D’Lo grew up in a traditional immigrant family. Did his family come around to his sexuality? D’Lo says that his parents have seen his solo shows, after a point he stopped inviting them. Why? ‘They probably didn’t get it. I know now that they love me and we have a good relationship but their discomfort doesn’t allow me to be fierce with my work in order to make my own community aware of the things I am trying to talk about. I am not trying to cater my material to their liking, so it’s better this way,” he says. The show is made up of D’Lo’s personal story of how he became what he did through a narrative of coming out stories. He laughs and says, “You know everybody thinks, you only have to come out once. You can’t.
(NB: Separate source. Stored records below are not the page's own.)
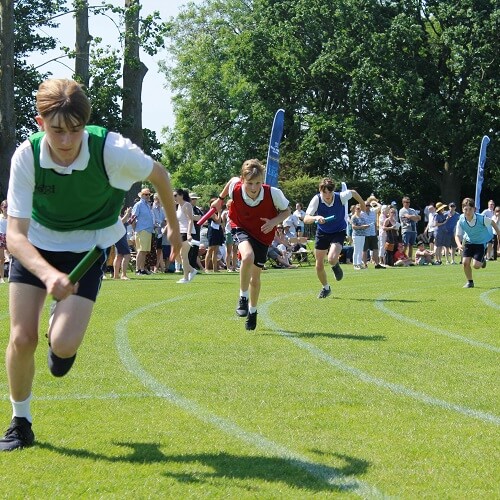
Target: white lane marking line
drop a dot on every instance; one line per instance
(329, 475)
(365, 377)
(486, 299)
(379, 304)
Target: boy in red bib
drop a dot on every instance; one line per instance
(255, 211)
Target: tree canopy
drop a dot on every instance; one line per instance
(387, 93)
You have to keep coming out, it never ends.” The show encapsulates the story of how D’Lo navigated the world and delves into his relationship with his family. Has he ever broken down on stage, given the personal nature of his narrative? “No,” he says promptly. “This is theatre. You process through all of that before you take it to the stage. You do all of the breakdowns and get to the stage. I am not trying to have a pity party,” he explains.
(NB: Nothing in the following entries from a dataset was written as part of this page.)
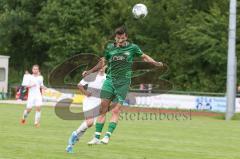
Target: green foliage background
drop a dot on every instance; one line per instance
(189, 35)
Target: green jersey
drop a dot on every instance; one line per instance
(120, 60)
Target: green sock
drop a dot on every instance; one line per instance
(111, 127)
(99, 127)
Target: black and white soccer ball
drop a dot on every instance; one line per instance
(139, 11)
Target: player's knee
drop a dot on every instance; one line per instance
(116, 110)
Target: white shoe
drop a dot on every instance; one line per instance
(94, 141)
(105, 140)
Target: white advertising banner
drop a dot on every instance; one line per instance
(170, 101)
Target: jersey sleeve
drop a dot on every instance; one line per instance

D’Lo’s intimate theatre engages comedy. Comedy too, he says is tragedy viewed in time. “Most comedians say that because the funny part is the end. You had to do a lot of work to get to the place where you can joke about it,” he says. The story for a lot of queer people, he says is that they are not just faced with adversity but also with an immense amount of intolerance, “We get doors slammed on our faces, by our family, by the world.” In community with other queer people, he says that sharing such stories is painful, “But when you are in a room with a bunch of people like you, the stuff gets outrageously funny,” he claims. “It’s so bizarre and we are just walking with love and we can’t fathom anyone being shooed away from our life because of gender and sexuality,” he adds. But comedy isn’t about seeing the brighter side, he says. He goes on to mention that there in fact is no brighter side. “There is no brighter side for somebody whose parents have kicked them out of the house and they are left alone: to fend for themselves and without love, or even access to it,” he says. D’Lo sums it up beautifully, “It’s about choosing to see darkness but still being able to cull out humour.”